The New DOL Proposal

The new DOL proposal amends the existing rule, which, according to the Labor Department, had the “undesirable effect of discouraging ERISA fiduciaries’ consideration of climate change and other ESG factors in investment decisions even when such consideration might have been in the financial interest of retirement plans and their participants.”

Ali Khawar, acting assistant secretary for the Employee Benefits Security Administration, said the proposed rule “will bolster the resilience of workers’ retirement savings and pensions by removing the artificial impediments — and chilling effect on environmental, social and governance investments — caused by the prior administration’s rules.

“A principal idea underlying the proposal is that climate change and other ESG factors can be financially material and when they are, considering them will inevitably lead to better long-term risk-adjusted returns, protecting the retirement savings of America’s workers.”

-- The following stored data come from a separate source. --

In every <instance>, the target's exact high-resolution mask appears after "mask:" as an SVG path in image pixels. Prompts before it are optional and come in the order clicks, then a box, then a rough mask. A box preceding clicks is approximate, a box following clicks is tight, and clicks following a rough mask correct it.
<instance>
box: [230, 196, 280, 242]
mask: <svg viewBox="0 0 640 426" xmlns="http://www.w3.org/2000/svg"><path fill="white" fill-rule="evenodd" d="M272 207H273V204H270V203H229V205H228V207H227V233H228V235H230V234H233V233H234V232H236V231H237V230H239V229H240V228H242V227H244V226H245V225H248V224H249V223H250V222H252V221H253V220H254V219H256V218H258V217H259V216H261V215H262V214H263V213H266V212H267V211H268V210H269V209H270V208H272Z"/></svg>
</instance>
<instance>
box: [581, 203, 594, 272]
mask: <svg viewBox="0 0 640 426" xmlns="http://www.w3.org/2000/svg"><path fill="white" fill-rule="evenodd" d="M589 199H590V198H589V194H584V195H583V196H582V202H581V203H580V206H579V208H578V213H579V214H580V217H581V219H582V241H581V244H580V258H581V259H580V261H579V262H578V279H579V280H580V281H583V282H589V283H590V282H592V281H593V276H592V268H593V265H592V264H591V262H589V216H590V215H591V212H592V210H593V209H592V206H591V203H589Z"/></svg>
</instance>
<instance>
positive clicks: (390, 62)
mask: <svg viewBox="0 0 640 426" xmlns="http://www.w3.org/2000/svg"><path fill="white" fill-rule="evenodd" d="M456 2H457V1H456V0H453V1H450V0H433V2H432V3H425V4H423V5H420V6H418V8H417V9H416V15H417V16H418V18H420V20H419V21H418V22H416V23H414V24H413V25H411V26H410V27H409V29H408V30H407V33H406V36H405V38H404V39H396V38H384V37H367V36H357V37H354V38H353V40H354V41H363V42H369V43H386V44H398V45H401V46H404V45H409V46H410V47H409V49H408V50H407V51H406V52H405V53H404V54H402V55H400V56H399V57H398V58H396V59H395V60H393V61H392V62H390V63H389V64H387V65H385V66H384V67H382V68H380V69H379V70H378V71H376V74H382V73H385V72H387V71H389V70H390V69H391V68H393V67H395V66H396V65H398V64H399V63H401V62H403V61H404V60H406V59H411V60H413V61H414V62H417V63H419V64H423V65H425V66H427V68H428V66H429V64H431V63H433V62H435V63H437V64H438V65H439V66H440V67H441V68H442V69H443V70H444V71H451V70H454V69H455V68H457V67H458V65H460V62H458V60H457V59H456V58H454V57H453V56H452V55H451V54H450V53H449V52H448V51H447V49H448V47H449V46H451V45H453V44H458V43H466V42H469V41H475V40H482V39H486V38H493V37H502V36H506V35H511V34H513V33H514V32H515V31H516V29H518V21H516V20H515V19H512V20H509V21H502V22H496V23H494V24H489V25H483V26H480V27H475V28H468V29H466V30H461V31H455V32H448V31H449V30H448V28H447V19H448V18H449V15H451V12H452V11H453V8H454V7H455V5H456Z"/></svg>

The new proposed rule amends the current rule limiting ESG investments in retirement plans in several ways:

  1. It clarifies that a plan fiduciary’s duty of prudence can include the evaluation of the economic effects of climate change and other ESG factors on the particular investment or investment course of action.
  2. It allows plan fiduciaries to include ESG-oriented fund options as qualified default investment alternatives (QDIAs) in defined contribution plans. QDIAs are the default options fiduciaries use when plan participants do not specify which funds they want to invest in. The 2020 rule essentially banned such considerations.
  3. The proposal lets fiduciaries select an investment based on economic or non-economic benefits other than investment returns the fiduciary can “conclude prudently that competing investments, or competing investment courses of action, equally serve the financial interests of the plan over the appropriate time horizon.” It removes the requirement that fiduciaries produce special documentation when choosing ESG-focused investment over another, under “tie-breaker” rules.
  4. The proposal eliminates the multiple restrictions on fiduciary proxy voting under the current rule and directs fiduciaries to apply statutory duties of prudence and loyalty set forth in ERISA legislation governing standards in these areas.

The DOL proposal, which is open to public comment for 60 days, was applauded by representatives of the fund industry, which is managing the hundreds of billions of dollars in ESG-focused investments in the U.S. alone, and by sustainability investing advocates.

Amy O’Brien, Global Head of Responsible Investing at Nuveen, applauded the department “for providing the transparency and clarity the industry has called for in its proposed ESG rule.” She added, “Today’s proposed rule rightfully puts ESG factors on the same playing field as other investment considerations for Americans.”

Jim Roach, senior vice president, head of distribution — ESG Target Date Fund at Natixis Investment Managers, thanked the department for “listening to the investment community about the role of Environmental, Social and Governance (ESG) in investment portfolios, and for creating a proposed rule that is clear and understandable. Fiduciaries should consider all the risks when evaluating investments for clients, and ESG is not a replacement for the fundamentals of sound investing, rather an extra layer of evaluation.”

Lisa Woll, CEO of US SIF: The Forum for Sustainable and Responsible Investment, said the rule “was an important step towards ending the regulatory pendulum that is holding back the inclusion of funds utilizing ESG criteria in retirement plans and complicating proxy voting by plan fiduciaries.”

Woll added that the proposal proposal “significantly removes the artificial barriers created by the 2020 rules for ESG consideration in default plans, or Qualified Default Investment Alternatives (QDIAs)… [and] recognizes the proxy vote as an ownership right and removes provisions that may have discouraged fiduciaries from exercising their ownership rights.”

As for financial advisors, the proposed rule, if enacted, “should make it easier for advisors and plan sponsors to include ESG investments within ERISA plans, but it doesn’t go so far as to require their consideration or inclusion,” said John Faustino, Head of Broadridge Fi360 Solutions.